Pleurobrachia pileus is a species of comb jelly, commonly known as a sea gooseberry. It is found in open water in the northern Atlantic Ocean, the North Sea, the Baltic Sea and the Black Sea, and was first described by the Danish zoologist Otto Friedrich Müller in 1776.

Pleurobrachia pileus is a small, globular or ovoid comb jelly up to about 2.5 cm (1 in) in length. It has a pair of long tentacles that are used to catch prey and can be retracted into sheaths. The tentacles are up to twenty times the length of the body and are fringed with filaments along one edge.[2] The body bears four pairs of longitudinal rows of cilia known as combs which extend about three quarters the length of the animal between its mouth and its aboral (opposite) end.

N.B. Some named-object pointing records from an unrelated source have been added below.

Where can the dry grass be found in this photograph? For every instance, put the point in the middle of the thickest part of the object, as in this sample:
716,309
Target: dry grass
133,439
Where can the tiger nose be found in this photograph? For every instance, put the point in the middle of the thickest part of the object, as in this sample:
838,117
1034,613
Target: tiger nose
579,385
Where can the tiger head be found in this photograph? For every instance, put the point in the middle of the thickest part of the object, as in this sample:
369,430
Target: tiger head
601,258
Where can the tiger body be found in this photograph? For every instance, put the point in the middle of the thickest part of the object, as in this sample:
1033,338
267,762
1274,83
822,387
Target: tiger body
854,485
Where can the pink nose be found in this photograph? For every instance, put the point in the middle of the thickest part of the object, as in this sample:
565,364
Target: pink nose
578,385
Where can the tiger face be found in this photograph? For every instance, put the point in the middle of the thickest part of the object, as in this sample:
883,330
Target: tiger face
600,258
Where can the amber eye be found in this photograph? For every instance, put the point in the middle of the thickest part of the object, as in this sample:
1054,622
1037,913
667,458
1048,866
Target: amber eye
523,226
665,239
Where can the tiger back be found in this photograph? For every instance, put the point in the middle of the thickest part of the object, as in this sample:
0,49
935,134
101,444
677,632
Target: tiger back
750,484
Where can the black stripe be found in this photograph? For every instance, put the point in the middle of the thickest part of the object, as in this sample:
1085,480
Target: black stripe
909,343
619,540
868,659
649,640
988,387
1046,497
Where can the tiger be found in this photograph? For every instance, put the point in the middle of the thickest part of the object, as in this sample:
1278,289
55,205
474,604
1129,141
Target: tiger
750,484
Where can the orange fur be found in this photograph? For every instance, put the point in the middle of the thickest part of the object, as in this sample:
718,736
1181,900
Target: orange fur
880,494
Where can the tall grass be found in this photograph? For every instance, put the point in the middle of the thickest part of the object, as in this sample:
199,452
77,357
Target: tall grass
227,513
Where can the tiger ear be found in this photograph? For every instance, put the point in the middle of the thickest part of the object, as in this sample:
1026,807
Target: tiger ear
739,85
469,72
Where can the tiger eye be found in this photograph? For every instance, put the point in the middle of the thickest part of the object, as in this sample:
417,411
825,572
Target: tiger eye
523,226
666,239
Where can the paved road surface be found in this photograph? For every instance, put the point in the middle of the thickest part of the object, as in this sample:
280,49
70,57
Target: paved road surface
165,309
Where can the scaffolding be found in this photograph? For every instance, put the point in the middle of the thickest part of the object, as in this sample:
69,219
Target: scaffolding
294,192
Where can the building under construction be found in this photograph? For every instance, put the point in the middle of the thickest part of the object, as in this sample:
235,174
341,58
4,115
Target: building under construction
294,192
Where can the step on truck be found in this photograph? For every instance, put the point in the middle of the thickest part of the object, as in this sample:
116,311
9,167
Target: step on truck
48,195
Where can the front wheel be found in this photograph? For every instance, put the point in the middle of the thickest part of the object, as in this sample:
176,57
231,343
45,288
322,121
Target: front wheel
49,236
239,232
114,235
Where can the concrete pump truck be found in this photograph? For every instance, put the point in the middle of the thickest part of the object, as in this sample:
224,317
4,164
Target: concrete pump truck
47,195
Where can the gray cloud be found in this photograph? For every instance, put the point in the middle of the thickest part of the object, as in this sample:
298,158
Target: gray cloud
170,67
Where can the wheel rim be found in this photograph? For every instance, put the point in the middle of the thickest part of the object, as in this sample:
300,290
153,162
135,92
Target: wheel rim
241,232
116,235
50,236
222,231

It is the beating of the cilia in synchrony that allows the animal to swim and that gives it an iridescent appearance. The body is transparent and the comb rows milky white. The tentacles, sheaths and pharynx are also milky white, or dull orange in some individuals.[2][3]

Distribution

P. pileus in Gullmarn fjord, Sweden

Pleurobrachia pileus occurs in the northern Atlantic Ocean and along the northwestern coasts of Europe. Its range includes the Baltic Sea, the Skagerrak, the Kattegat and the North Sea. It is a pelagic species, occurring in open water, but is sometimes found in rock pools or washed up on the beach.[3] It also occurs off the eastern Atlantic coasts of North America, and in the Black Sea.

This comb jelly is common around the coasts of Europe in early summer. The populations in the Baltic Sea are dependent on the inflow of saline water from the North Sea.[4]